The show was "The Continental," and it ran on CBS in 1952 and then on ABC from 1952-53. Renzo Cesana played the guy, and he was the whole show.
He spent the entire 15 minutes cooing sweet nothings to the camera, which was supposed to be his date for the evening. The show's sponsor was a stocking company, which led to a funny incident one night (the show was live) when Cesana was telling the ladies that nice stockings were just as important as good makeup.
He got mixed up, though, and ended up saying, "What the powder does for your legs, the stockings do for your face."
Question: There's a commercial for Sun Chips promoting their new biodegradable bag.
What's the name of the music on the soundtrack?
Answer: That's "The Only Other Thing" by Orba Squara.
Question: What was the song that played at the end of the March 9 episode of "Castle"?
Answer: That was "Stop and Stare" by OneRepublic.
Question: I hope you can either prove I am sane, or my wife and friends should have me checked.
I remember a show from the 1960s, I think, about a man who was shrunk to about 6 inches high and lived in a miniature house in the apartment of another fellow. Thanks for your help.
Answer: Yes, that was the short-lived sitcom "Hey! Watch Those Tweezers!," which ran from ... no, just joshing.
It was actually the 1959 syndicated series "World of Giants," which featured Marshall Thompson as a tiny, tiny spy named Mel Hunter. Between jobs, he lived with agent Bill Winters (Arthur Franz) in a little house located behind a painting. Winters would carry Hunter from mission to mission inside a briefcase, which was equipped with a tiny chair. The series went off the air before Hunter's boss had to face the thorny problem of shrinking a spouse.
Question: In the song "Tie a Yellow Ribbon," the guy says "I'm coming home, I've done my time." Where is he coming home from? My daughter says that he has just finished a hitch in the Army, while I recall that he was getting out of prison.
Which of us is right?
Answer: Why, father knows best, of course.
Your daughter might recall that another line in the song, sung by Tony Orlando and Dawn, says, "I'm really still in prison, and my love, she holds the key..." And the song is based on a story that appeared in a 1959 book on prison reform called "Star Wormwood."
Question: I seem to remember a mid-1980s movie starring Gene Simmons of the rock band Kiss and another singer, the Prince protege Vanity.
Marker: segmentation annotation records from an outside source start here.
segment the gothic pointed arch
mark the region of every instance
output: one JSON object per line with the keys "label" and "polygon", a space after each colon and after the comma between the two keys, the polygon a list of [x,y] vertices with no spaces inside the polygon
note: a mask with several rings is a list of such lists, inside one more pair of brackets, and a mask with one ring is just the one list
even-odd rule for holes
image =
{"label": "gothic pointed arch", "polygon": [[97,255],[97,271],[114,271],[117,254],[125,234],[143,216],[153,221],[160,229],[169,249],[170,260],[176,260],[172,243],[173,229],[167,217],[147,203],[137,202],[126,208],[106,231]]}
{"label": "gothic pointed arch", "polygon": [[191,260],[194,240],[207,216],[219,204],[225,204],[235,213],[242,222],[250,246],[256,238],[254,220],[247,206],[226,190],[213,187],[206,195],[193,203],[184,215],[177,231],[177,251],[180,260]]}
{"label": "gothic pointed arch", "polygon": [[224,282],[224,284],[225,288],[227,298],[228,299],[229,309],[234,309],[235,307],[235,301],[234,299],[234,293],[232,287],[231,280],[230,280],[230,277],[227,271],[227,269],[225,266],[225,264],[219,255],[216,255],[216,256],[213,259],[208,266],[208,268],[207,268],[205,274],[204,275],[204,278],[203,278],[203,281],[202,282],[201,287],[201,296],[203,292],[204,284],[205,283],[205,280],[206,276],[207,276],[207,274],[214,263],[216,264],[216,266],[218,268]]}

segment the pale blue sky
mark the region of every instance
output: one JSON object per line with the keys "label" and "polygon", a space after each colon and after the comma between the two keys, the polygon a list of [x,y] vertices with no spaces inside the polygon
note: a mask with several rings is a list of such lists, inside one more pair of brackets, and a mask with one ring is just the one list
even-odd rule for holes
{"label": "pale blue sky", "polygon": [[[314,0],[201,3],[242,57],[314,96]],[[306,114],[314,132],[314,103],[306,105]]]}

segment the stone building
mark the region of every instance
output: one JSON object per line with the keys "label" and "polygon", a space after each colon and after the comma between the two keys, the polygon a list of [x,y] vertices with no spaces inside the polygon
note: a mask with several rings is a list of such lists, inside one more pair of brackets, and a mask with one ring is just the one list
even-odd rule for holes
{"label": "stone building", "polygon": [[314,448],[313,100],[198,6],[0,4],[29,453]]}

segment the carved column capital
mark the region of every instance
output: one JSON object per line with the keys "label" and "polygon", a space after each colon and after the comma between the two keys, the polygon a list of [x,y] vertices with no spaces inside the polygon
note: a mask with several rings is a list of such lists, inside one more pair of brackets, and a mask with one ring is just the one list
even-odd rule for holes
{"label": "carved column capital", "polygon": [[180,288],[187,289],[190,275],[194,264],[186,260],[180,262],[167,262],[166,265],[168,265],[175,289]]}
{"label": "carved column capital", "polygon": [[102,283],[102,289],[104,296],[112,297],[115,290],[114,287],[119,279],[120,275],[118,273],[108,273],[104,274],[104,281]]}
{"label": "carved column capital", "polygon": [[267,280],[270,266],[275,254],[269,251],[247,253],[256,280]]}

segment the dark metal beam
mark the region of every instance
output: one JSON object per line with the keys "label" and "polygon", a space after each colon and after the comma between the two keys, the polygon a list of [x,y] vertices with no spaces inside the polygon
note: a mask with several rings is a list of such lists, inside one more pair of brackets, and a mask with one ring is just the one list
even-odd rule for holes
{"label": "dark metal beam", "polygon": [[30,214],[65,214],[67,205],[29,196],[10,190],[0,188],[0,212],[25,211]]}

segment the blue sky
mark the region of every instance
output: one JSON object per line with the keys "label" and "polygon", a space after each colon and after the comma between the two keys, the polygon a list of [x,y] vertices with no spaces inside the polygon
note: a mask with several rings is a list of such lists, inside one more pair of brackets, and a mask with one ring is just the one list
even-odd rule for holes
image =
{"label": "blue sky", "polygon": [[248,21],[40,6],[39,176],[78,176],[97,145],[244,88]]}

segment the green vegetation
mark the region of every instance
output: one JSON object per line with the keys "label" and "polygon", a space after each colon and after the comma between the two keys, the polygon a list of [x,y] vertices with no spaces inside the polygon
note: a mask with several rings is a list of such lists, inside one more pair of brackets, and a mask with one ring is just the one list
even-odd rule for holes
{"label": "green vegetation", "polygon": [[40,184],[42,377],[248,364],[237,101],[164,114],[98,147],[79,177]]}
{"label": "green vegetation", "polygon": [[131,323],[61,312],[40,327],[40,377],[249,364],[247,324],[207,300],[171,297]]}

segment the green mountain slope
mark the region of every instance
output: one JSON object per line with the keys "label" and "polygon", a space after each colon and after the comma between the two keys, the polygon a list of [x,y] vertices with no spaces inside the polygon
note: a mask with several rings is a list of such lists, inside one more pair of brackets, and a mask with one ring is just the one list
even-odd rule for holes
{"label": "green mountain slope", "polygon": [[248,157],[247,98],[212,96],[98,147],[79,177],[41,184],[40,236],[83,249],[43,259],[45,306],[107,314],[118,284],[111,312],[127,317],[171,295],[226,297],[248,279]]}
But no one seems to remember this movie. Can you tell me the title?
Answer: That's the 1986 film "Never Too Young to Die," which also stars John Stamos. He's a gymnast named Lance Stargrove who's avenging the death of his father. Vanity is secret agent Danja Deering, who teams with Lance to find the killer. Simmons is the killer, Velvet Von Ragner.
This sounds like the best movie ever!
Question: I remember hearing that the soap actor who plays Ridge on "Bold and the Beautiful" was in a one-hit-wonder band. Do you know the name of the band and the song?
Answer: Any kind of fool can see that Ronn Moss, who plays Ridge, was a member of the band Player. Its big hit, "Baby Come Back," hit No.1 on the pop charts in January 1978, leading to the release of the CD "Player's Greatest Hit."
Just kidding! But you can hear it in innumerable Swiffer commercials.